Killer interview with creator Jane Schoenbrun on Tuck Woodstock’s Gender Reveal btw
And please please please go watch Schoenbrun’s previous film, We’re All Going to the World’s Fair. It’s haunting, memorable, and unlike anything else.
The second film in my monthly little film club with some buddies was Past Lives, and ah, wow, so gentle, so tender. Really beautiful. I love a film that is borderline plotless and impressionistic. Send me some faves that feel the same, a la Frances Ha or In the Mood for Love. Should I finally watch the Before trilogy?
Jenny Nicholson is so back with her four-hour takedown of the Galactic Starcruiser. This video is so good, especially as someone who watched all of this news play out in realtime.
📰What I’ve been reading
Finally finished Stephen Graham Jones’s The Only Good Indians and Carmen Maria Machado’s In the Dream House. Cannot recommend them enough, but I feel like you don’t need me to tell you that.

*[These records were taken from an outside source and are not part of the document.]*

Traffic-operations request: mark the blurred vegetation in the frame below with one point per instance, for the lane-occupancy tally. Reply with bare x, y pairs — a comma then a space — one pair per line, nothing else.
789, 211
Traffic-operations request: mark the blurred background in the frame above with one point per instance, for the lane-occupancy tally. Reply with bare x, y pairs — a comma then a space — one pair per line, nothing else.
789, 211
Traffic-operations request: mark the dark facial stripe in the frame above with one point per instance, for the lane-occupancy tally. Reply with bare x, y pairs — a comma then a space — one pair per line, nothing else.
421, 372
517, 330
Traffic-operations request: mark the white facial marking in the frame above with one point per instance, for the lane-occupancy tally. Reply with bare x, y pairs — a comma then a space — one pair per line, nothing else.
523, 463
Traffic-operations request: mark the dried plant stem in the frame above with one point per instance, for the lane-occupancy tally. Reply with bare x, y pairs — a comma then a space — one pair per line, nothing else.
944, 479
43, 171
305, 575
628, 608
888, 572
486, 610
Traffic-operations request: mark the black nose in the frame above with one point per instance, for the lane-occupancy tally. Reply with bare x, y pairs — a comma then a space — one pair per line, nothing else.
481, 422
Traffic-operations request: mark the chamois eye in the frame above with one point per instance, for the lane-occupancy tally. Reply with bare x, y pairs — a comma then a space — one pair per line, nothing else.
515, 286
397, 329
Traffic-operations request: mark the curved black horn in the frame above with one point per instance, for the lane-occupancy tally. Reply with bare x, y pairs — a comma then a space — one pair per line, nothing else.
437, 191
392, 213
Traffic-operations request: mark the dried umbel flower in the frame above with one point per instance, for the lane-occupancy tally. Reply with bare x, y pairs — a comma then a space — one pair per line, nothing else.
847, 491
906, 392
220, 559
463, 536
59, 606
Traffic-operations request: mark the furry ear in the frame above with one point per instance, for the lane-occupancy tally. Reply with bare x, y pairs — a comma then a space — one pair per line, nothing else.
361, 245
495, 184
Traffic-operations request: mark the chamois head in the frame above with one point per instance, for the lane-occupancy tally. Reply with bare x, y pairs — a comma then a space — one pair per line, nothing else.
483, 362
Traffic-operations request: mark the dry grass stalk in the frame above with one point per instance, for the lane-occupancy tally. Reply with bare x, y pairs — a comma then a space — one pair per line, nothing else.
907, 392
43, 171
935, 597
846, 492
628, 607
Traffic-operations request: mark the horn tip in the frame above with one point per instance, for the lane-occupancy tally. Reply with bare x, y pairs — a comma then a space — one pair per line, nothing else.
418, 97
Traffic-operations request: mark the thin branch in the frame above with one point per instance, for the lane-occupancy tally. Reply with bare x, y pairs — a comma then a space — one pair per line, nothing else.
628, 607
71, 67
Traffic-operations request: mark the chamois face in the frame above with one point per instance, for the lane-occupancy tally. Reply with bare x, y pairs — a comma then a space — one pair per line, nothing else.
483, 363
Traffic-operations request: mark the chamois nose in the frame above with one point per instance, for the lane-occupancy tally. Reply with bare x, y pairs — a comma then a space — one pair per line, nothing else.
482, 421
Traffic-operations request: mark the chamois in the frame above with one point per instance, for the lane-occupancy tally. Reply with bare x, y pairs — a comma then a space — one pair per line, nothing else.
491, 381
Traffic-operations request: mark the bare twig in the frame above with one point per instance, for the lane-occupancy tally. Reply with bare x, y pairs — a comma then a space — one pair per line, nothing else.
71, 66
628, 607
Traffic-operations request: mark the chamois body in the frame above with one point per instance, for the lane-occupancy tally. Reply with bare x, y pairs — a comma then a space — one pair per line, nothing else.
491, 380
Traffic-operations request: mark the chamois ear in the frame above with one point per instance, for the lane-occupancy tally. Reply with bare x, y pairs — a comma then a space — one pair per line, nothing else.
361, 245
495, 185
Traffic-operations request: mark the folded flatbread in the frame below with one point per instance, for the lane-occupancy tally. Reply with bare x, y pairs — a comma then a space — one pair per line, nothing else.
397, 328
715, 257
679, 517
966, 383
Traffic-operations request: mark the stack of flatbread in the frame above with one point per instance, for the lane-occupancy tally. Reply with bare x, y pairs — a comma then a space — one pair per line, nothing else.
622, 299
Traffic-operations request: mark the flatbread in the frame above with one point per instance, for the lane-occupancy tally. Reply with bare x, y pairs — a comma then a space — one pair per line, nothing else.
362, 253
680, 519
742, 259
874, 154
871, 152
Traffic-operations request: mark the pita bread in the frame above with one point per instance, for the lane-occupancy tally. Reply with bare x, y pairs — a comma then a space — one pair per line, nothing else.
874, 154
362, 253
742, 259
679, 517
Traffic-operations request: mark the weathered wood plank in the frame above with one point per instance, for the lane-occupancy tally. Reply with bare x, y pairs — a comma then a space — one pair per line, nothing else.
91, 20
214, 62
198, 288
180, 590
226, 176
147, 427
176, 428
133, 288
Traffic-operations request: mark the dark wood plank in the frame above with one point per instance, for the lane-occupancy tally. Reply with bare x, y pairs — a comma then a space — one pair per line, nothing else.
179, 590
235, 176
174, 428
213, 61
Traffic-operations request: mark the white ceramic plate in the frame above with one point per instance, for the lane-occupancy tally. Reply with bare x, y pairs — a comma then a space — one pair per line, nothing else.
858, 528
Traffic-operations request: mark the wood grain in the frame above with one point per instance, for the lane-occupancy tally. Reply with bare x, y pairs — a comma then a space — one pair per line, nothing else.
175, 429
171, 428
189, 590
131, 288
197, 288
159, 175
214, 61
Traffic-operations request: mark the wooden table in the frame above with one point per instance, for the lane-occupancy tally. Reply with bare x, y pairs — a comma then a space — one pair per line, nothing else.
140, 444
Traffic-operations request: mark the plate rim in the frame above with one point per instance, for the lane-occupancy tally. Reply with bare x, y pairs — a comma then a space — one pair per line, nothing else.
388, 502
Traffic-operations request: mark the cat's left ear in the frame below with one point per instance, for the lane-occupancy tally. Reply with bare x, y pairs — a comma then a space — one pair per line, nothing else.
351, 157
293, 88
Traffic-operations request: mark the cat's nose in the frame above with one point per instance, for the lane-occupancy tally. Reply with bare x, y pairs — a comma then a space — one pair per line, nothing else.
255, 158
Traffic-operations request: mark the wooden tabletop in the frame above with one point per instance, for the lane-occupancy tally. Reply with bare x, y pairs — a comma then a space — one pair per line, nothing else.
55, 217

“Culture Needs More Jerks” by Dan Brooks for Defector is so real and true as someone who has been dubbed both a “character assassin” and an “intellectual cypher” lol
🎶What I’ve been singing
I went and saw the musical Six live in theater with my dear darling Anne Baird for my birthday! It went so unexpectedly hard and was so fun. I’ve had every song stuck in my head. I’m too picky about individual performers and video quality to link anything here, but this show is touring right now — go see it!
And likewise, I saw ILLINOISE when it opened at Bard College before going to Broadway. As someone with a predatory wasp tattoo, I bought the tickets the moment they became available. And they just released the cast recording!
OHHHH i wish i was there to see illinoise im glad you enjoyed <3 i shall defo peruse the cast recording. i'll happily shill for the before trilogy, before sunset is the closest to past lives IMO. most ryusuke hamaguchi movies carry that same gravitas and introspective melancholy (wheel of fortune and fantasy and then asako i & ii are the best examples of this!!!), and us and them dir. rene liu. gah. movies EVER.